5 Tips for Finding the Right Mentor

5 Tips for Finding the Right Mentor


By Ekaterina Konovalova, Senior Marketing Manager at Ascend Marketing and the EVP of the Mentor Program at the American Marketing Association, DFW Chapter

How can you grow your professional knowledge and contacts in the business community? What’s the most effective way to propel your career to the next level?

Scholars and career coaches agree that a mentor helps accelerate the path to success and brings a wide range of favorable behavioral, motivational, and career outcomes. Thomas Corley, the author of Rich Habits: The Daily Success Habits of Wealthy Individuals, studied the daily habits of 177 self-made millionaires; he discovered that interacting with mentors on a regular basis is one of the critical habits for financial success.

Here are five tips for a professional in need of a mentor:

1.     Take advantage of employee programs at work.
Many people neglect mentorship opportunities that already exist in their companies. If you work for a large or mid-size corporation, chances are your company already has mentorship programs in place. Check with your human relations department to see what types of in-house programs and opportunities already exist.

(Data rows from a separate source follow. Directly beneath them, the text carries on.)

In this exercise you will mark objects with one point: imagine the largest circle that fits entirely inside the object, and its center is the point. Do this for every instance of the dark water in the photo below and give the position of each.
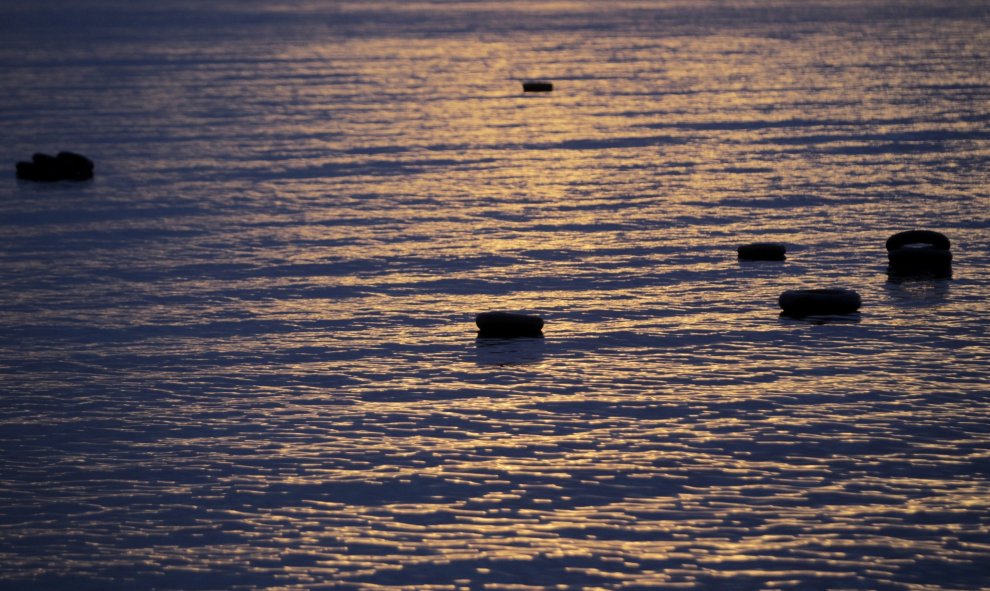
(244, 355)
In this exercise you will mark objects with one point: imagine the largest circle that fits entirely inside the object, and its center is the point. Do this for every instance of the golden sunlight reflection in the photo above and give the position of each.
(246, 353)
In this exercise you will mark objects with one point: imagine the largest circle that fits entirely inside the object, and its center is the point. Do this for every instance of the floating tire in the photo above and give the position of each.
(920, 260)
(819, 302)
(65, 166)
(762, 251)
(537, 86)
(931, 238)
(508, 325)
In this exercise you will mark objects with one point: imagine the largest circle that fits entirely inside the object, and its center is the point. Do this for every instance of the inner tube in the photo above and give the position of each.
(762, 251)
(814, 302)
(929, 237)
(537, 86)
(507, 325)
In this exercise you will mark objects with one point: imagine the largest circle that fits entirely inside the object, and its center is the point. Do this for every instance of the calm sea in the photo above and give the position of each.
(244, 356)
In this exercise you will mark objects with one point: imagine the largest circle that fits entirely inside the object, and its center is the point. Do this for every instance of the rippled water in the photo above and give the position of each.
(244, 355)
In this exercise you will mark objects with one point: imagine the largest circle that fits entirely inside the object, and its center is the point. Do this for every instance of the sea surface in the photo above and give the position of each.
(244, 355)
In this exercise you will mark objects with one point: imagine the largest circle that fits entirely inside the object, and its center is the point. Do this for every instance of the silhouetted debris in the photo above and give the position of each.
(919, 253)
(537, 86)
(65, 166)
(815, 302)
(508, 325)
(762, 251)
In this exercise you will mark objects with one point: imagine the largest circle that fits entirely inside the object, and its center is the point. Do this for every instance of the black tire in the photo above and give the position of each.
(507, 325)
(929, 237)
(819, 302)
(762, 251)
(920, 261)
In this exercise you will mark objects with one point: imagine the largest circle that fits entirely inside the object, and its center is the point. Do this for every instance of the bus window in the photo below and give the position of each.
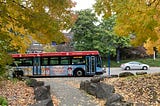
(78, 60)
(54, 61)
(44, 61)
(23, 62)
(27, 62)
(99, 62)
(65, 60)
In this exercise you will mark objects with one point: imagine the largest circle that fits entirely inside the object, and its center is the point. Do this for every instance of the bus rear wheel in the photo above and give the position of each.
(79, 73)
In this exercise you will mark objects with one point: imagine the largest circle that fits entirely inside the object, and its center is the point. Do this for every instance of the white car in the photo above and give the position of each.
(134, 65)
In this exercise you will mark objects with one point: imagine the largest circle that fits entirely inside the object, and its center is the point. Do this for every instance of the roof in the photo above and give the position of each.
(75, 53)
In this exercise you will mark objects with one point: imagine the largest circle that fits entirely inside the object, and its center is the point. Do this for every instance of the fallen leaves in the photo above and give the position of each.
(140, 89)
(17, 93)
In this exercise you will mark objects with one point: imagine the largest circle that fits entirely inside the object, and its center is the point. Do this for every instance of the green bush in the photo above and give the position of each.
(3, 101)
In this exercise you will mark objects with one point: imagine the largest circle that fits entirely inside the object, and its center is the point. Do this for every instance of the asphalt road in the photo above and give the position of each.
(116, 71)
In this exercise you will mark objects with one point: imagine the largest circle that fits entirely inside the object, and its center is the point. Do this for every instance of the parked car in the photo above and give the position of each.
(134, 65)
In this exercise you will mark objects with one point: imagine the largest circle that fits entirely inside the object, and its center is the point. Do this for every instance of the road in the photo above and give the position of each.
(116, 71)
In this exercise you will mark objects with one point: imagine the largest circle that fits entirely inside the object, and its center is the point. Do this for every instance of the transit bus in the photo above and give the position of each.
(76, 63)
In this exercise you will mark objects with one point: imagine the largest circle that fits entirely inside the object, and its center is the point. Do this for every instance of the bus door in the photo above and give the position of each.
(36, 66)
(90, 65)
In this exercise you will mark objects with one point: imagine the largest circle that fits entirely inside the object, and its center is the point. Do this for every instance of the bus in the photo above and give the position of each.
(76, 63)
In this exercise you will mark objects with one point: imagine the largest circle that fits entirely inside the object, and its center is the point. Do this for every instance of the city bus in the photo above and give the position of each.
(76, 63)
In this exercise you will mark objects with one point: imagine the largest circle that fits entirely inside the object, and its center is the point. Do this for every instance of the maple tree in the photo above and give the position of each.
(134, 17)
(41, 20)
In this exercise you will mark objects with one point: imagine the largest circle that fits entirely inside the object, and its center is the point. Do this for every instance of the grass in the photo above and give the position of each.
(150, 61)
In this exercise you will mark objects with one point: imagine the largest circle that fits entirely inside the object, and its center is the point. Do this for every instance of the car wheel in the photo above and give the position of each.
(145, 68)
(127, 68)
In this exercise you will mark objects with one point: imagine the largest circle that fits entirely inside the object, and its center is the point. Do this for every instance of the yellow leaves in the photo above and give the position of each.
(150, 44)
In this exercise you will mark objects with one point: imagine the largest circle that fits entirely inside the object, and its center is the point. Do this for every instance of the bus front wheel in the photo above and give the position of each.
(79, 73)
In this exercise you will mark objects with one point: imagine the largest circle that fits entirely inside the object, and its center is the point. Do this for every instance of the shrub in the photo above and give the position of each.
(3, 101)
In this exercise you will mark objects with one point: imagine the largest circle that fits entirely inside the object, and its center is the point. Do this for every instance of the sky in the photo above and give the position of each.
(83, 4)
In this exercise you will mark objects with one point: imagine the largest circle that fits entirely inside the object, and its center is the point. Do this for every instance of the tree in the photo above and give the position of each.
(110, 39)
(41, 20)
(24, 20)
(90, 36)
(139, 17)
(84, 30)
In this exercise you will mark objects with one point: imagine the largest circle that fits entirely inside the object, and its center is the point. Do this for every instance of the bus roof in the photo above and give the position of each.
(45, 54)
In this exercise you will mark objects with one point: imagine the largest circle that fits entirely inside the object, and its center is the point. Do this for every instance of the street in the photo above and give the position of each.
(117, 70)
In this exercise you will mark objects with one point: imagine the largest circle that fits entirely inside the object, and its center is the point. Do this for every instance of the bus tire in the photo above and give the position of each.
(79, 73)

2.     Use available resources at your company.
If your organization doesn’t have a formal mentor program, reach out to senior executives you respect and let them know you are interested in being mentored by them. Even if they are too busy to commit to a formal mentorship relationship, they will most likely be flattered by your initiative and may eventually take you under their wing.

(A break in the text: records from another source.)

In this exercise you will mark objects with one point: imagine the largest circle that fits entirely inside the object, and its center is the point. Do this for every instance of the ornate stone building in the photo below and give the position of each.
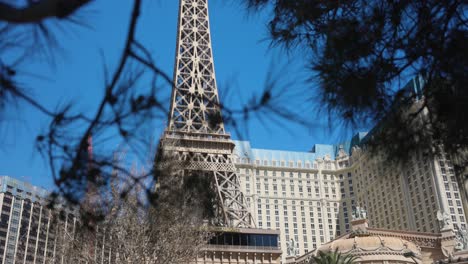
(378, 246)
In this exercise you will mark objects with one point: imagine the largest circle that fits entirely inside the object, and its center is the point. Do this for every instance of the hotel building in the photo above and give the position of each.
(29, 231)
(310, 196)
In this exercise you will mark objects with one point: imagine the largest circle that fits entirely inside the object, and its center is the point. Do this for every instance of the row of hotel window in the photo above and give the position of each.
(316, 176)
(292, 164)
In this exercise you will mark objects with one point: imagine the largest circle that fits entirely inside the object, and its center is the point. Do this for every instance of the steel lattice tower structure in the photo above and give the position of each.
(195, 139)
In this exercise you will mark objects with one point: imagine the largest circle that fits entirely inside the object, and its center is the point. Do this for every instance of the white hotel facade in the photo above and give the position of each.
(310, 196)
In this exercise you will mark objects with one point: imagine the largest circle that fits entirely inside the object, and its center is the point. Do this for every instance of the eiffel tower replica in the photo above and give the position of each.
(195, 139)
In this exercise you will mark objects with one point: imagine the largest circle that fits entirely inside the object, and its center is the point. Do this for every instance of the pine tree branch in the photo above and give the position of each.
(36, 12)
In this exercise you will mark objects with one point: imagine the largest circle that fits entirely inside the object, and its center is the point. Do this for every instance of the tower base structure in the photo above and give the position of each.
(241, 246)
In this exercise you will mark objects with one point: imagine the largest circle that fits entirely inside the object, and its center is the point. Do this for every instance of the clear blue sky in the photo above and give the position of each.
(243, 57)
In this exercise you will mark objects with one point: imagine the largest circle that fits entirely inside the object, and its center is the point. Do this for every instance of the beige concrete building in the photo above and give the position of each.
(310, 196)
(29, 231)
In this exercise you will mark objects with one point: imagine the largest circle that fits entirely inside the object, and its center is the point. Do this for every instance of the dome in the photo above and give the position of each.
(376, 249)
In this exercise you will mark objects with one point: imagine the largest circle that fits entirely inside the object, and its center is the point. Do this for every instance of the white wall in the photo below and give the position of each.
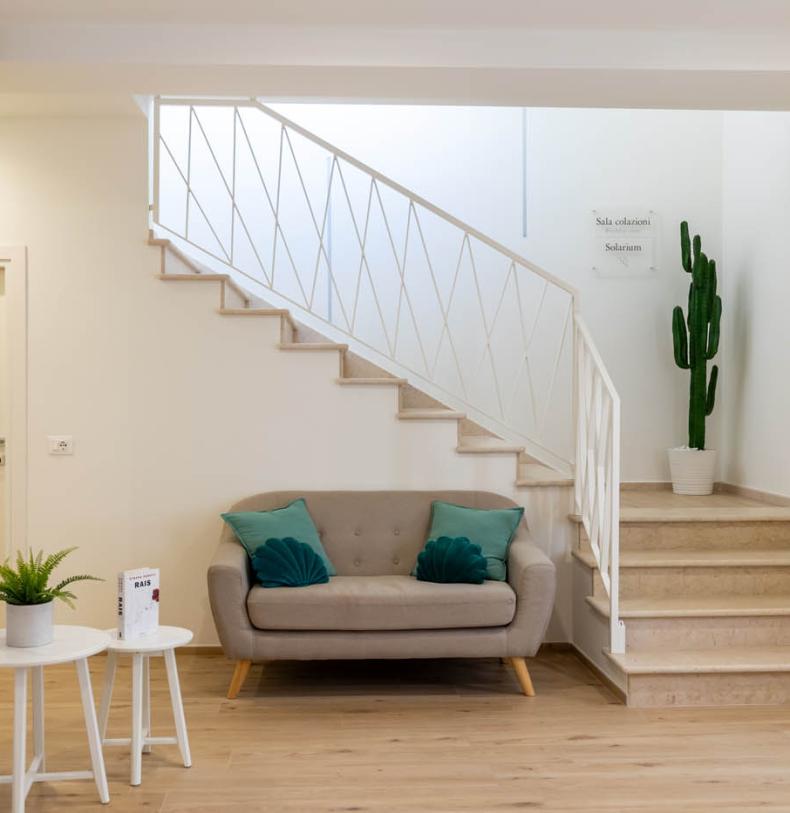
(468, 160)
(756, 395)
(176, 411)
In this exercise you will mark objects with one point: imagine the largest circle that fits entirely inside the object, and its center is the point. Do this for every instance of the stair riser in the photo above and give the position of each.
(644, 582)
(700, 536)
(675, 634)
(709, 689)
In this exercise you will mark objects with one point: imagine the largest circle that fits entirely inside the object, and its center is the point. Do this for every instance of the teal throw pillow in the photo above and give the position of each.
(288, 563)
(492, 529)
(255, 528)
(451, 561)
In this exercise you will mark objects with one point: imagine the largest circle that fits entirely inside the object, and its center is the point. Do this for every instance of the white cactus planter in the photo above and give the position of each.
(693, 470)
(29, 624)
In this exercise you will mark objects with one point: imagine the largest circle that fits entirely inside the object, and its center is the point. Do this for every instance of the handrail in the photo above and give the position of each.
(381, 178)
(489, 334)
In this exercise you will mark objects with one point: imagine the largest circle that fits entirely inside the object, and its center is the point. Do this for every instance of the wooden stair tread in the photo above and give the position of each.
(536, 474)
(695, 558)
(704, 661)
(695, 606)
(319, 346)
(430, 414)
(202, 277)
(371, 382)
(486, 444)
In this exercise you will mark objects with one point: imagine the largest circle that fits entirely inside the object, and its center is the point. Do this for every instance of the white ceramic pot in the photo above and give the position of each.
(28, 624)
(692, 470)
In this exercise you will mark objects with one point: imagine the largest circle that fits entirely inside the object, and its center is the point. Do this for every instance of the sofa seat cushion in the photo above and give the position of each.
(381, 603)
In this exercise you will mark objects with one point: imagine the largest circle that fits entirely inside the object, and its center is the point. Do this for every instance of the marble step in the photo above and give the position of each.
(652, 574)
(701, 535)
(706, 677)
(701, 622)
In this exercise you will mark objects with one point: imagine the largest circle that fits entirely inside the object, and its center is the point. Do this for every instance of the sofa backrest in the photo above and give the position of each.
(371, 533)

3.     Make good use of Linkedin.
Find leaders in your industry on LinkedIn from whom you’d like to learn. Let them know you admire their work and achievements and ask to meet for a brief informal discussion to learn more about their career journeys and key success factors. You will be surprised how many people say yes to this invitation.

4.     Use your personal network referrals
Ask friends and family members to connect you with co-workers and upper management. It is always easier to establish a connection with a prospective mentor if you are referred by a trusted source. I’ve recruited a lot of mentors for the American Marketing Association (AMA) mentorship program through friend referrals.

5.     Join mentorship programs through professional organizations.
Research professional organizations in your industry and area and join one or more that offers mentorship programs. The Dallas-Fort Worth AMA Mentor/Protégé program is a good example of this. Also, there are great professional organizations for women such as the Network of Executive Women and Ellevate where one can find a mentor. Many colleges offer a wide range of professional mentor programs for their students.

Securing the right mentor is one of the best career moves you can make. Make this a priority and take the initiative. You’ll reap great benefits.